In his review of Inconspicuous Consumption, a book about environmental impacts by author Tatiana Schlossberg, Bill McKibben writes that a “dumb loophole in the relevant law … allows European utilities to claim that burning wood for electricity is ‘carbon-neutral,’ even though the science of the last decade makes it clear that turning trees into electricity actually sends a giant pulse of carbon into the atmosphere at precisely the moment when it could break the back of the climate system.”
He goes on to say that the book’s author has done a great service by bringing such “abuse” to light.
So why would the college want to abuse the environment?
For the answer we turn from the left to the right and Boston Globe columnist Jeff Jacoby. In a recent op-ed piece headlined “The case against fracking is based on ideology, not science,” he quotes President Barack Obama’s 2014 State of the Union address in which he said that no country had reduced carbon pollution more than the U.S. The reason: natural gas. He also quotes former Colorado Gov. John Hickenlooper: “Fracking is good for the country’s energy supply, our national security, our economy, and our environment.” No wonder Dartmouth-Hitchcock Medical Center converted from oil to fracked liquefied natural gas years ago.

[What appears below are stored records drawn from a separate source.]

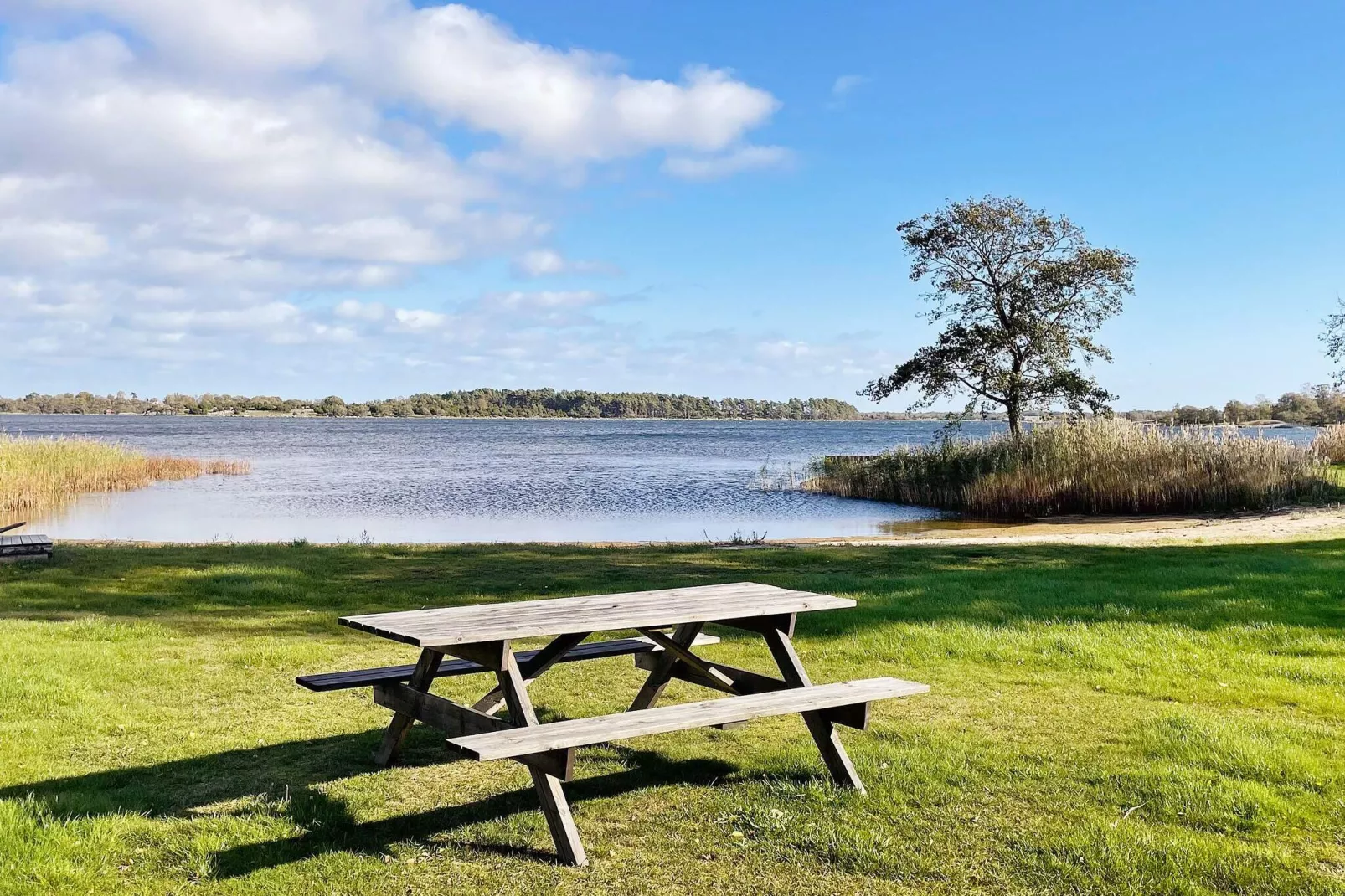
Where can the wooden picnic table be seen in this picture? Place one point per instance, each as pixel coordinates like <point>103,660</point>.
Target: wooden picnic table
<point>479,636</point>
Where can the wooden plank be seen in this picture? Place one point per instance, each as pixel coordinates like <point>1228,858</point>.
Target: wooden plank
<point>565,834</point>
<point>457,721</point>
<point>533,669</point>
<point>432,709</point>
<point>441,629</point>
<point>599,729</point>
<point>659,677</point>
<point>595,650</point>
<point>821,727</point>
<point>741,681</point>
<point>401,723</point>
<point>685,656</point>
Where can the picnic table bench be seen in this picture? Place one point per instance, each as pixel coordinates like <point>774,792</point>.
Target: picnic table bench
<point>479,638</point>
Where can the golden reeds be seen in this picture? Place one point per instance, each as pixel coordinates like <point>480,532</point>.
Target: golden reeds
<point>1087,467</point>
<point>1329,444</point>
<point>40,474</point>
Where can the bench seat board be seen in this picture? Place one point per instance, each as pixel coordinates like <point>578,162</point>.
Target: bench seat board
<point>481,623</point>
<point>600,729</point>
<point>365,677</point>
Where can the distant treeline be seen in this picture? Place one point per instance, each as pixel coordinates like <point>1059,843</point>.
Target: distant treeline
<point>1313,406</point>
<point>477,403</point>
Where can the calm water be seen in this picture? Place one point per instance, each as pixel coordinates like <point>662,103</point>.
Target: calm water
<point>430,481</point>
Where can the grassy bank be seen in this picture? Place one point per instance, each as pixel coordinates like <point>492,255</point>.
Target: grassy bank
<point>40,474</point>
<point>1102,721</point>
<point>1092,467</point>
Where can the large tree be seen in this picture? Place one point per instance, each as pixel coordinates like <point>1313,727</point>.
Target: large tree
<point>1334,339</point>
<point>1020,296</point>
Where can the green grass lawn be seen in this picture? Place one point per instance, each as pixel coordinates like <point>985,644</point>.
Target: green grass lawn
<point>1163,720</point>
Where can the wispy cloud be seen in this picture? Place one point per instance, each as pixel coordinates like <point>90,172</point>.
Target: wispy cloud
<point>729,163</point>
<point>175,175</point>
<point>549,263</point>
<point>843,86</point>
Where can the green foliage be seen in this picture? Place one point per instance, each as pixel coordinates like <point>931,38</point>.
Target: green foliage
<point>1085,467</point>
<point>1020,296</point>
<point>1102,721</point>
<point>477,403</point>
<point>1313,406</point>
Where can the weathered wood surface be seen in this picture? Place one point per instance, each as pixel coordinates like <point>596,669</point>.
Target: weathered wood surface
<point>819,725</point>
<point>565,833</point>
<point>599,729</point>
<point>456,721</point>
<point>596,650</point>
<point>441,629</point>
<point>421,678</point>
<point>24,548</point>
<point>741,681</point>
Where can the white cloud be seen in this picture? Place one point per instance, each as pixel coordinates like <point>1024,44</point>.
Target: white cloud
<point>729,163</point>
<point>359,311</point>
<point>177,174</point>
<point>843,85</point>
<point>548,263</point>
<point>419,319</point>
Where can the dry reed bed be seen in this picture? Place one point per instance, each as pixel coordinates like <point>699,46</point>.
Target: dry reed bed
<point>1331,444</point>
<point>42,474</point>
<point>1087,467</point>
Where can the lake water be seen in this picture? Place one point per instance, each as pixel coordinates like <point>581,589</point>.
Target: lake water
<point>454,481</point>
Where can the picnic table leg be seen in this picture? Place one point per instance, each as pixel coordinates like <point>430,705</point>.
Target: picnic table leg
<point>532,670</point>
<point>823,732</point>
<point>421,678</point>
<point>554,805</point>
<point>662,674</point>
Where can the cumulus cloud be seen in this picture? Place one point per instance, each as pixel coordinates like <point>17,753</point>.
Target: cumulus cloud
<point>178,175</point>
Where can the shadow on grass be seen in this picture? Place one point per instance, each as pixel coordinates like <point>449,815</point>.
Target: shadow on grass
<point>301,590</point>
<point>177,789</point>
<point>338,832</point>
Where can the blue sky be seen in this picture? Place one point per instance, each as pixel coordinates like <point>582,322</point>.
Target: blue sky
<point>727,233</point>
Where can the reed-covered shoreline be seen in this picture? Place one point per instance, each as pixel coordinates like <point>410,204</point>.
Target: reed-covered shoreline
<point>1089,467</point>
<point>38,475</point>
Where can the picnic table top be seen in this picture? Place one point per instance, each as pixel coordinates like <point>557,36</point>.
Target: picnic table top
<point>477,623</point>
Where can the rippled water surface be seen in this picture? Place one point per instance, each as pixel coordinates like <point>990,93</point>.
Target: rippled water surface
<point>432,481</point>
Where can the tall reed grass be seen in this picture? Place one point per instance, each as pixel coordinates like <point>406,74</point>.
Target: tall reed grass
<point>40,474</point>
<point>1085,467</point>
<point>1329,444</point>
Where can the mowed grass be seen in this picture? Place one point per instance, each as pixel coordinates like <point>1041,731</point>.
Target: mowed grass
<point>1167,720</point>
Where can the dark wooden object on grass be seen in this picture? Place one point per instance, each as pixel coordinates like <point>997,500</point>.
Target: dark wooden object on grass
<point>24,547</point>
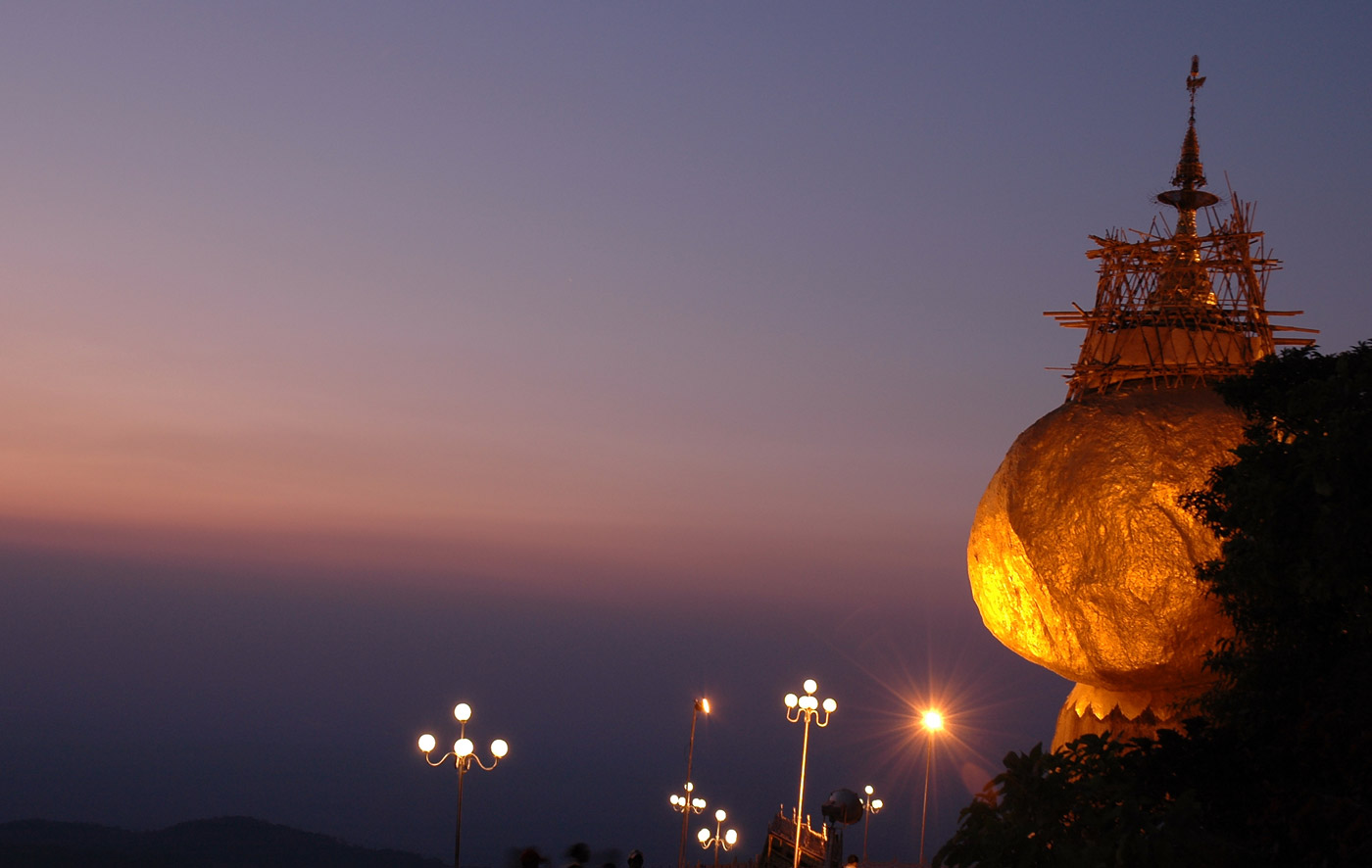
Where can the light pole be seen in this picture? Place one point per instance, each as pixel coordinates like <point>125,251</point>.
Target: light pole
<point>868,806</point>
<point>729,840</point>
<point>463,753</point>
<point>933,723</point>
<point>686,803</point>
<point>702,705</point>
<point>806,707</point>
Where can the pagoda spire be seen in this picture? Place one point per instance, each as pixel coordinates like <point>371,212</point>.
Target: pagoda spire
<point>1189,196</point>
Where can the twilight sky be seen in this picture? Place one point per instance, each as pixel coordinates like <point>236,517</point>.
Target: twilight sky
<point>571,360</point>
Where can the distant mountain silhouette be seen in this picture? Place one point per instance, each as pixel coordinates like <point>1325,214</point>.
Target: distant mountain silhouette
<point>223,843</point>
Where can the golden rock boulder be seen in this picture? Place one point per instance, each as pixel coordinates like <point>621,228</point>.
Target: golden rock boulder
<point>1081,556</point>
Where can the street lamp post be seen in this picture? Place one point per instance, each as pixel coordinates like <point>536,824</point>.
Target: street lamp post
<point>806,707</point>
<point>933,723</point>
<point>729,838</point>
<point>463,753</point>
<point>686,803</point>
<point>702,705</point>
<point>870,806</point>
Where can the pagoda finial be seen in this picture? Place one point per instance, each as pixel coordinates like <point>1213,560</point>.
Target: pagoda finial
<point>1190,174</point>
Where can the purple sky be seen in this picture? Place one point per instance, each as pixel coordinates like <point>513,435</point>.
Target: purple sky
<point>571,360</point>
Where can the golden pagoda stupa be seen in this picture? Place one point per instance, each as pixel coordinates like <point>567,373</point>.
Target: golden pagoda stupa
<point>1081,556</point>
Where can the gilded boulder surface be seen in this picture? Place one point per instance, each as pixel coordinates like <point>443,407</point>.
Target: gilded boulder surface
<point>1081,556</point>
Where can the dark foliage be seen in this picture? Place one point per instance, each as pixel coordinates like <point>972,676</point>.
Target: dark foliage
<point>1278,771</point>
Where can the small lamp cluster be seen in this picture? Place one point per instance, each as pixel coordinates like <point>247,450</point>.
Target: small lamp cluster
<point>463,754</point>
<point>717,841</point>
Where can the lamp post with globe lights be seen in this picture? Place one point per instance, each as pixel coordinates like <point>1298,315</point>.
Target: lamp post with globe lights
<point>805,709</point>
<point>870,806</point>
<point>729,838</point>
<point>463,754</point>
<point>686,803</point>
<point>932,721</point>
<point>702,705</point>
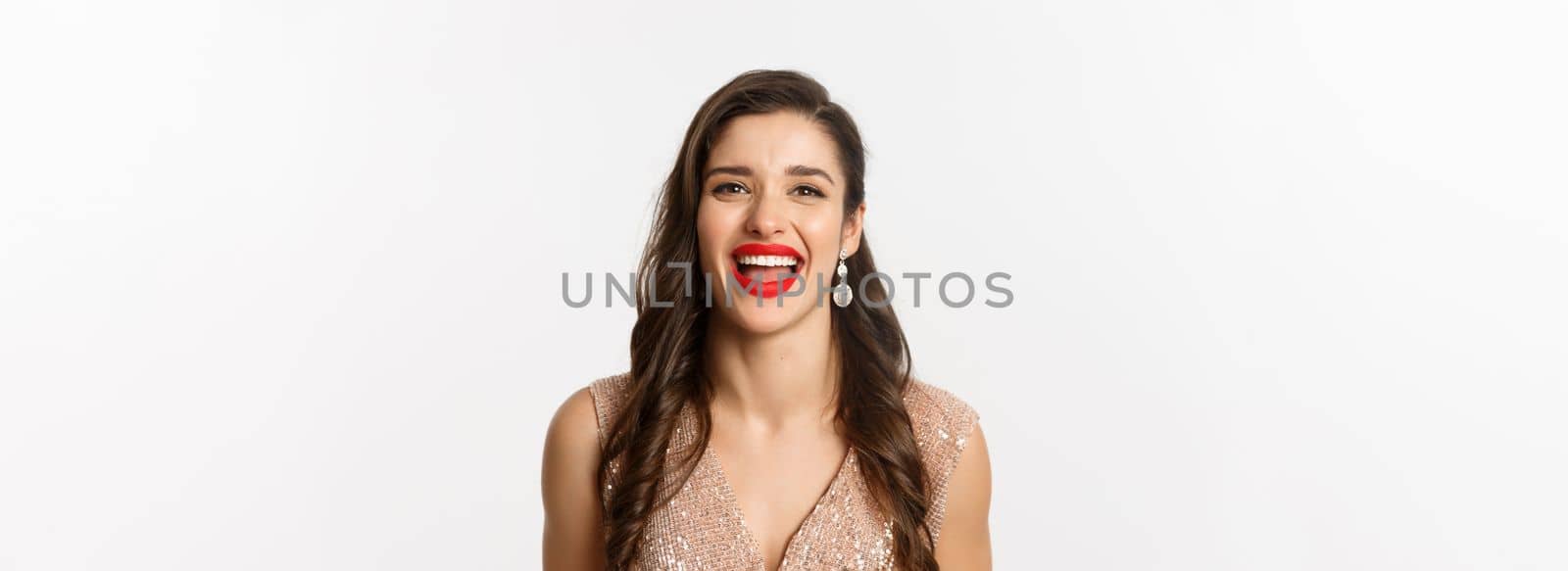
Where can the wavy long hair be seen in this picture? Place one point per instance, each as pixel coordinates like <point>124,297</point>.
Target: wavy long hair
<point>666,342</point>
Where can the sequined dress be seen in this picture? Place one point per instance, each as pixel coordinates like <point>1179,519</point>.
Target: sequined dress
<point>703,527</point>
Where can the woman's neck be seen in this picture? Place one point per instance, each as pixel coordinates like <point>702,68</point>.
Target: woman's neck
<point>773,380</point>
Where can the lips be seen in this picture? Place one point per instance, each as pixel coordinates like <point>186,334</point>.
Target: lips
<point>767,262</point>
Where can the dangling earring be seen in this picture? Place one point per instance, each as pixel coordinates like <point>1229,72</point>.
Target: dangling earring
<point>843,294</point>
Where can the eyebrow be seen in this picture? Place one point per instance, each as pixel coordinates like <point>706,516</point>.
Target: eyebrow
<point>792,169</point>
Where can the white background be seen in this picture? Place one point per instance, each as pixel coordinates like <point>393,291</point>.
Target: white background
<point>279,281</point>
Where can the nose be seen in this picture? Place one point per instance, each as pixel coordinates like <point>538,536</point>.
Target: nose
<point>767,216</point>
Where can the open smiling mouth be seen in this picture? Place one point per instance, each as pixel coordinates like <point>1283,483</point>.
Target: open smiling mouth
<point>758,267</point>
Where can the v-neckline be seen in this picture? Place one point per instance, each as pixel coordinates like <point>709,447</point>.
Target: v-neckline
<point>741,516</point>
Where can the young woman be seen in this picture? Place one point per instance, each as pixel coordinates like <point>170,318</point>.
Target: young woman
<point>764,427</point>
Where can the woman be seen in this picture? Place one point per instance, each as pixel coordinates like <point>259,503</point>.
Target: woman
<point>760,427</point>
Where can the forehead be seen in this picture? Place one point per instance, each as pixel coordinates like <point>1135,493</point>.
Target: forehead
<point>773,141</point>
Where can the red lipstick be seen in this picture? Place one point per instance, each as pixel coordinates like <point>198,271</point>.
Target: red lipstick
<point>767,289</point>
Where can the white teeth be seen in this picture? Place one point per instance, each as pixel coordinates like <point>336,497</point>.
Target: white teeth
<point>775,261</point>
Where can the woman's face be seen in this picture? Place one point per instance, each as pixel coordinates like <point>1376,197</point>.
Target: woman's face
<point>773,205</point>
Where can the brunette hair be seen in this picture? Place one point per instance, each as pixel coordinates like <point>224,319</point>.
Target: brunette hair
<point>666,341</point>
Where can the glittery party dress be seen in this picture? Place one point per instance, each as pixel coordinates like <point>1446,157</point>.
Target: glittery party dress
<point>702,527</point>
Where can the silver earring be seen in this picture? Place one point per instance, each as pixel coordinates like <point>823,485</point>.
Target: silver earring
<point>843,294</point>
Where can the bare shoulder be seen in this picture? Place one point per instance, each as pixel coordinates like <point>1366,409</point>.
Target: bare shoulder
<point>964,542</point>
<point>572,537</point>
<point>574,429</point>
<point>958,474</point>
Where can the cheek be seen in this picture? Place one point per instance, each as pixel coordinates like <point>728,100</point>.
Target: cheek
<point>713,228</point>
<point>822,236</point>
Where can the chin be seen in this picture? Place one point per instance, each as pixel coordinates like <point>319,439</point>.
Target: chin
<point>745,315</point>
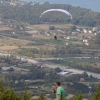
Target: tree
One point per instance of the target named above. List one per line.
(41, 97)
(73, 28)
(78, 97)
(9, 94)
(57, 70)
(51, 27)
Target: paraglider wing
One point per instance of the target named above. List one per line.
(60, 10)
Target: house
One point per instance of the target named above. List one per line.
(82, 79)
(85, 41)
(78, 30)
(90, 31)
(85, 31)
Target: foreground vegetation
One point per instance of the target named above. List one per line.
(8, 94)
(31, 14)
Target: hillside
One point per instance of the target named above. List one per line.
(30, 13)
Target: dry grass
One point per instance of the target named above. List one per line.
(15, 43)
(8, 48)
(46, 47)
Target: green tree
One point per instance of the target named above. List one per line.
(97, 95)
(41, 97)
(9, 94)
(78, 97)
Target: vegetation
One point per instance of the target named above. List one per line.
(30, 13)
(8, 94)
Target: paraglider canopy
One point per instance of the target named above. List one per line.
(59, 10)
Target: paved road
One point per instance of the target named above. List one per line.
(50, 65)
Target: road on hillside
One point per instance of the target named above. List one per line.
(74, 71)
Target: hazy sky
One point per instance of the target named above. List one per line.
(91, 4)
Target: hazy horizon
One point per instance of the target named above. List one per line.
(89, 4)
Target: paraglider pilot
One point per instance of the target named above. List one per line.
(55, 37)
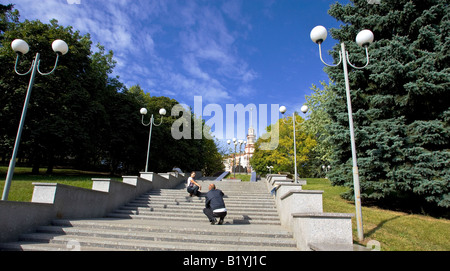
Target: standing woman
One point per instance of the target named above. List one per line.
(193, 186)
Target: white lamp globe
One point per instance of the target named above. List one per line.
(20, 46)
(318, 34)
(143, 111)
(364, 38)
(60, 46)
(304, 109)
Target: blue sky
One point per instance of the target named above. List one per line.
(227, 52)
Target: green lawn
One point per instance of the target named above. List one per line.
(22, 184)
(396, 231)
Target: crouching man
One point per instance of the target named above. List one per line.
(214, 205)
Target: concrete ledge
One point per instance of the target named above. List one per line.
(55, 201)
(23, 217)
(298, 201)
(333, 229)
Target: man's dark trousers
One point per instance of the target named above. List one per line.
(212, 216)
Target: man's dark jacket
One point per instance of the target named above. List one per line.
(214, 199)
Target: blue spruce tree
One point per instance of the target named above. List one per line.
(400, 103)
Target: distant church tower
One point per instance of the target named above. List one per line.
(251, 140)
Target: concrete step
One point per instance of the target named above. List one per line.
(136, 244)
(186, 237)
(197, 214)
(199, 219)
(182, 209)
(36, 246)
(168, 219)
(175, 227)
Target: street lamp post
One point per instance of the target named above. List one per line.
(363, 39)
(21, 48)
(144, 112)
(283, 110)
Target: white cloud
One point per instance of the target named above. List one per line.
(178, 48)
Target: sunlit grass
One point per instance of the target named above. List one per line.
(396, 231)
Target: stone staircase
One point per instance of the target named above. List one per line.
(168, 219)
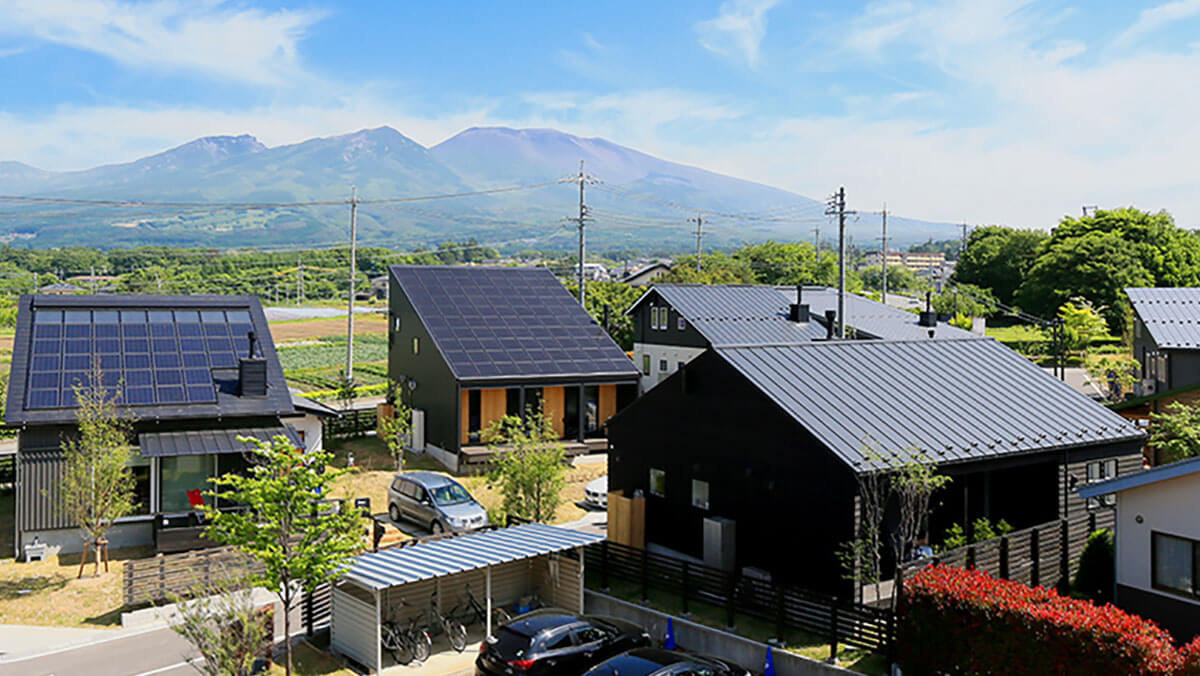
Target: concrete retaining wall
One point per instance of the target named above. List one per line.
(703, 639)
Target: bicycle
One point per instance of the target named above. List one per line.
(455, 632)
(499, 616)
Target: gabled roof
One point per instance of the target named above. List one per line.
(736, 313)
(1152, 476)
(958, 400)
(1170, 315)
(169, 357)
(505, 323)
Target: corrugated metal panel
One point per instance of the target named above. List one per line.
(203, 442)
(955, 399)
(39, 479)
(465, 552)
(1170, 315)
(353, 629)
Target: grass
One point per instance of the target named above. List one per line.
(797, 641)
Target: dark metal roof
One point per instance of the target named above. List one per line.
(736, 313)
(1152, 476)
(958, 400)
(178, 388)
(499, 323)
(204, 442)
(1170, 315)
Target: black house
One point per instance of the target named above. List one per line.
(180, 366)
(675, 323)
(1167, 338)
(772, 437)
(472, 345)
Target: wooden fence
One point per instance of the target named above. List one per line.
(787, 608)
(1042, 555)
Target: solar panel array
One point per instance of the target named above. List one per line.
(148, 357)
(495, 322)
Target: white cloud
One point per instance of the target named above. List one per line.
(737, 30)
(1155, 18)
(213, 37)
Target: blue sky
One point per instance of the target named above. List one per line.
(983, 111)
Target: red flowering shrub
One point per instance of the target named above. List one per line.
(969, 622)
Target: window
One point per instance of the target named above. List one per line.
(1173, 563)
(1101, 471)
(700, 494)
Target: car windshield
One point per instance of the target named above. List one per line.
(450, 494)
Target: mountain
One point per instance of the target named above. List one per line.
(642, 201)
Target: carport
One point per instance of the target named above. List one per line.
(501, 567)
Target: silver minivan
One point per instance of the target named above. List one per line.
(435, 501)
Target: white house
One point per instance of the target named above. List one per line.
(1157, 543)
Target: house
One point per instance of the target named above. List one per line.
(1157, 543)
(1165, 336)
(183, 372)
(474, 344)
(771, 440)
(646, 275)
(675, 323)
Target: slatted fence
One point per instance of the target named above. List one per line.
(789, 608)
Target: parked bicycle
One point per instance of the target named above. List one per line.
(406, 644)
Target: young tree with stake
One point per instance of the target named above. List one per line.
(300, 545)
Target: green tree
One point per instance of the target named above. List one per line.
(97, 486)
(997, 258)
(299, 544)
(1175, 434)
(532, 467)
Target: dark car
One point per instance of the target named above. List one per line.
(658, 662)
(552, 641)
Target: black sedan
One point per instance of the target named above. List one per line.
(552, 641)
(658, 662)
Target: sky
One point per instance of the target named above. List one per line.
(1012, 112)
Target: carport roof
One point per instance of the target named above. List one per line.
(424, 561)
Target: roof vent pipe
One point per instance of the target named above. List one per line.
(928, 317)
(799, 310)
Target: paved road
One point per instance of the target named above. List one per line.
(147, 652)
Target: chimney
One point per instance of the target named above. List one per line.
(252, 372)
(928, 317)
(798, 311)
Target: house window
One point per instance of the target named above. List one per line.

So who’s going to bail the college out of a choice that it made only to avoid enviro-crazies staging a sit-in at the Hanover Inn corner?
DICK MACKAY
Hanover
I have read the Valley News almost every day since 1967 (when it was an evening paper) and in the years I was away from the Upper Valley. Editor Maggie Cassidy has continued the tradition of fine reporting, even with fewer personnel (“What I learned from readers on my ‘Valley News’ road show,” Sept. 14). I used to write letters to the paper regularly — pithy comments — but lately I find the news so discouraging that I have discontinued the practice.
JON APPLETON
White River Junction
I rejoice in the somewhat convoluted epistolary exchange between Sarah Crysl Akhtar and Robert M. Baum in these pages over the last few weeks and their radically different approaches to religion, President Donald Trump, and all manner of related issues.
Their refreshing discussion reminds me of the sage words of our great California-born New England poet Robert Frost, who concluded his A Considerable Speck with an observation far from what we hear daily from Washington:
I have a mind myself and recognize
Mind when I meet with it in any guise.
No one can know how glad I am to find
On any sheet the least display of mind.